By leaning in, I first mean truly learning and then using all of the capabilities. For example, ChatGPT can easily be connected to a company’s Dropbox, SharePoint, Outlook, Gmail, Slack and other business systems. Which means that prompts can be done using a company’s data for more relevant and useful responses. In addition, ChatGPT now has agents which can be launched to perform agentic browsing tasks like filling out forms, requesting supplier or customer updates and sending email notifications’ when prices change or new regulations in an industry are issued.

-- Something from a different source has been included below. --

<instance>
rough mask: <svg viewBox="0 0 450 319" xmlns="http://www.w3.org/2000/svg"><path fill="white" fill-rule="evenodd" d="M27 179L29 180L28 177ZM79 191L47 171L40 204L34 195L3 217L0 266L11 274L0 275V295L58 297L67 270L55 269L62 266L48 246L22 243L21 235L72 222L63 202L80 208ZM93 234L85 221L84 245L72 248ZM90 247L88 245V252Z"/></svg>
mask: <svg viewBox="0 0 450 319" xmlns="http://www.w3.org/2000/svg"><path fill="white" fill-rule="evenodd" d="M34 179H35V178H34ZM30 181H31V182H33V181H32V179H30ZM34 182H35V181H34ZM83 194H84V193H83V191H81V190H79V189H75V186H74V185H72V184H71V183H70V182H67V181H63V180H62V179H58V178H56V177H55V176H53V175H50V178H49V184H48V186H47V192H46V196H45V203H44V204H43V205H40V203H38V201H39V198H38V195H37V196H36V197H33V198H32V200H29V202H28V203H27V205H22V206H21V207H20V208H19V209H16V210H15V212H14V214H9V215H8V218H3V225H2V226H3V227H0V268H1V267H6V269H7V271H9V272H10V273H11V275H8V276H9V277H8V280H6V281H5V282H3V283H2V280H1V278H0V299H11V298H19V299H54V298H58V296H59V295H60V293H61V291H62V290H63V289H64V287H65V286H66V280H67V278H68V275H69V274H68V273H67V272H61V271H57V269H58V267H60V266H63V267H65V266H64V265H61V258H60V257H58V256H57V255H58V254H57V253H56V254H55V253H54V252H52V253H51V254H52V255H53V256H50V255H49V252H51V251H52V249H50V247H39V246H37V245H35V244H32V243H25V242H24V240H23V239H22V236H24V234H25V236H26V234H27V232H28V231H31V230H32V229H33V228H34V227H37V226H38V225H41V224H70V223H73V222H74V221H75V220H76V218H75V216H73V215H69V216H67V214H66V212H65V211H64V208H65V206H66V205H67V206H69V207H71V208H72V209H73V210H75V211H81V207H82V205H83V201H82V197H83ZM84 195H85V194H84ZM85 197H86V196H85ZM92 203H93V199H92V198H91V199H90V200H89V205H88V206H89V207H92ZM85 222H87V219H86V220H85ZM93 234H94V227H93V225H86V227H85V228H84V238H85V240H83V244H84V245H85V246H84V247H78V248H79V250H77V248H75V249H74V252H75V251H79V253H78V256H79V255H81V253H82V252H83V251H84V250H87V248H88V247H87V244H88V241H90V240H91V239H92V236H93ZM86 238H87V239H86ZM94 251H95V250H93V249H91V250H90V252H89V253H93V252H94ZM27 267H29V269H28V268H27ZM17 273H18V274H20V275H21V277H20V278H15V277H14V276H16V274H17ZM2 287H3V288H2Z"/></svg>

OpenAI also has an enormous GPT library of apps that can be very specific to an industry, well and above what ChatGPT offers out of the box. Its image and video creation — while far from perfect — is getting much better. The other AI Assistants have similar offerings.
I know few clients that are aware of these functions. And yet by learning them — yes even paying a consultant for training — they can be leaning into these AI Assistants and getting much more value from them. They can spread the usage around the company. They can preach that not a single document, proposal, quote, bid, contract or other correspondence leaves the company without first getting input from the company’s AI Assistant. They can better use their AI Assistant to not only research prior activities but create policies, memos and contract that would then be reviewed by their attorneys or others.
AI: Becoming Reality
All of these three AI applications are officially ready for commercial prime time. I wish I could say the same about so many others, but I can’t…yet. In the meantime, if you run a business or manage a department or division I can officially confirm that these applications work and using them will significantly help productivity.